Steven Vincent Johnson wrote:

This is more or less the definition of socialism. For those who are fond of
> the
> capitalistic approach, the solution is to make everyone a shareholder, so
> that
> income is distributed as dividends as well as wages. That way no one
> complains
> when fewer people need be employed (&/or fewer hours worked), because
> dividends
> go up commensurately.
>

That seems functionally equivalent to socialism. It is socialism that dare
not speak its name.

In many important ways, economics did not come into existence until the
beginning of the industrial revolution. Before that, economies were governed
by kings, lords, guilds and the like. They could not exactly defy economic
principles, but they had such tight control over people's lives they could
set many arbitrary rules that stuck, such as how much a miller or baker
would be paid. Fixed salaries for these jobs inhibited economic growth and
made it difficult to respond to changing conditions, but people barely
noticed that effect, because so much else made life difficult. You might say
it was like trying to detect the heat converted to mechanical work with a
Newcomen engine (~1%).

I think that economics are mainly the study of how human labor is divvied up
and paid for.

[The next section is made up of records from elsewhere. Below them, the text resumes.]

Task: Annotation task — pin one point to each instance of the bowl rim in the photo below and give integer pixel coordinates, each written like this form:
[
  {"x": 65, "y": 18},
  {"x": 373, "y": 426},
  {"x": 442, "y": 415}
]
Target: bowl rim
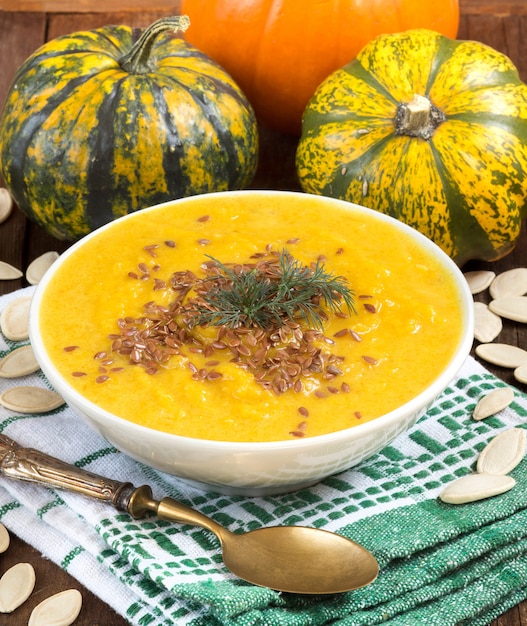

Material resource extraction and so on are less central to
most economic theory I have read. I think that once human labor is no longer
needed, economics will more or less vanish. It will become an unimportant
and uncontroversial subset of social policy, like the laws governing
the pasteurization of milk. Along similar lines, if cold fusion succeeds,
national energy policy will be something decided by a sub-committee of ANSI
in a meeting attended by a dozen experts.